Rubén se encontraba en su celda de los calabozos del juzgado. En la oscuridad de su cubiculo se sentó en el catre. No podía dormir, una imagen se le quedó en la mente y no conseguía librarse de ella. Intentó, como había hecho otras veces cuando era más joven, dejar su mente en blanco. Sólo existir.
Cuando contaba con tan solo 12 o 13 años a Rubén le gustaba la música de Elvis. Era su ídolo. Su padre se había comprado un cinta con sus grandes éxitos y Rubén la ponía en su Walkman a todas horas, a cada sitio que fuera se la llevaba encima para escucharla una y otra vez.
Unos años más tarde su obsesión por el rock y las baladas del rey no había disminuido, sin embargo ya no solo oía su música. Empezó a comprar discos de lo que por aquel entonces se denominó new age. Melodías y ritmos envolventes. Tranquilos. Daban calma y al mismo tiempo le exaltaban el alma. También descubrió la música celta e irlandesa. Estos sonidos le hacían recordar que era humano. Que no era una simple oveja siguiendo al rebaño. Que era distinto. Lo que toda persona debería tener en mente en un momento u otro de su vida.
Con 18 o quizá 19 años observó que necesitaba calmar su corazón. Rubén se rebelaba contra todo, no estaba a gusto con el mundo en general. No encontraba su lugar. Y aún hoy, se dijo a si mismo mientras su mente divagaba, no lo he encontrado.
Un día estaba muy furioso, ya no recordaba el motivo, pero si rememoraba el momento. Se sentía como un león a punto de cazar, salvajemente hostil. Fue a su habitación y se encerró. Cogió una revista pero no podía leer, miraba por la ventana pero no podía estarse quieto. Era una olla a presión. Pascales retenidos en un recipiente sin salida alguna. De pronto bajó la persiana, puso el primer disco que encontró en su equipo de música y apagó la luz. Completamente a oscuras se tiró en el suelo. Y extrañamente se relajó. Dejó que su cuerpo se liberara de la tensión. Su cerebro dejó de funcionar por unos instantes. Rubén era solo alma.
La música que escuchó esa primera vez era de Enya. Una preciosa voz que surtía un efecto increíble en su espíritu.
A partir de ese día empezó a meditar.

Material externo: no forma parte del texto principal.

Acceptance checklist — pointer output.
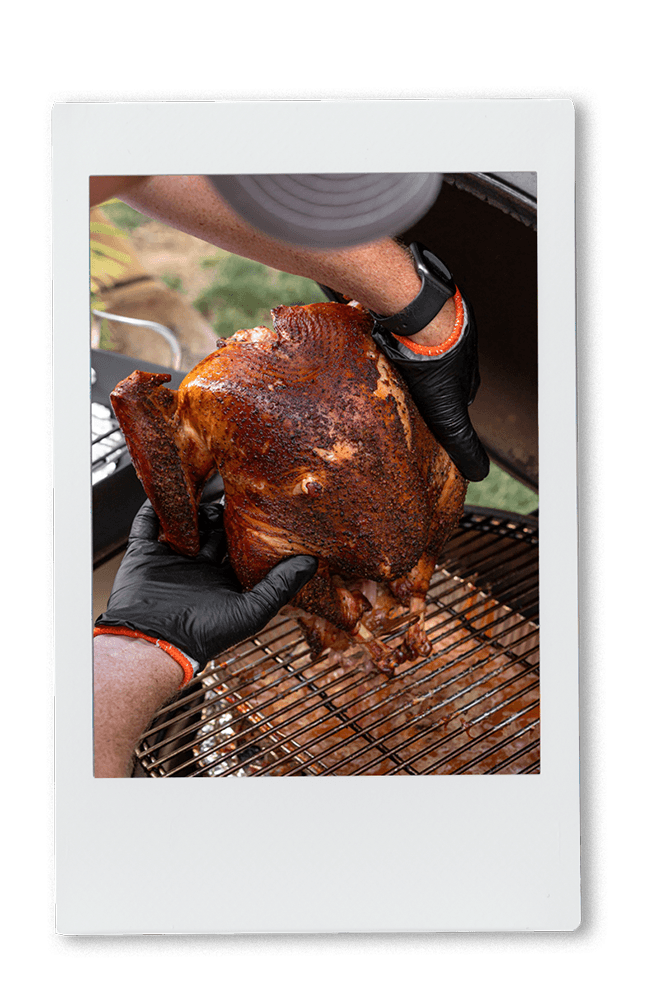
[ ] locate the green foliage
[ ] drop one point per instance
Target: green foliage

No lo hacia todos los días, ni si quiera una vez al mes. Sólo cuando necesitaba liberarse.
A veces no dejaba la mente en blanco sino que dejaba volar su imaginación. Ponía canciones irlandesas y se imaginaba en el Mayflower, yendo a conquistar nuevas tierras. O escuchaba sonidos celtas y su mente se perdía en las verdes montañas del norte de Inglaterra. O una melodía búlgara y pensaba en castillos medievales de centroeuropa. A veces le daba por llorar y ponía algún sonido que dejara fluir sus sentimientos y lágrimas.
Era reconfortante. La furia desapareció. Empezó a hacer deporte, le gustaba ir en bici por el campo. Pedaleaba durante kilómetros por parajes pedregosos, escuchando al mismo tiempo los sonidos que salían del mp3 y el latido de su corazón. Con su música pacificadora recorría lugares a los que sólo él podía llegar.
Ahora, sentado en la cama de la celda, quiso emular esos momentos. Quería paz.
Se tumbó en la cama pero un muelle del colchón tan cutre que tenía se le clavaba en la espalda. Decidió tirarse en el suelo. Cerró los ojos e intentó pensar en las melodías que tenía memorizadas de tanto escucharlas. Consiguió que esa imagen que no podía borrar se esfumara. Y al cabo de unos minutos, empezó a volar.
Y tras un rato pudo por fin relajarse y pensar en otros mundos, otras vidas. Sitios donde él sería libre, sin preocupaciones, sin tener que pensar que diría en el juicio al día siguiente.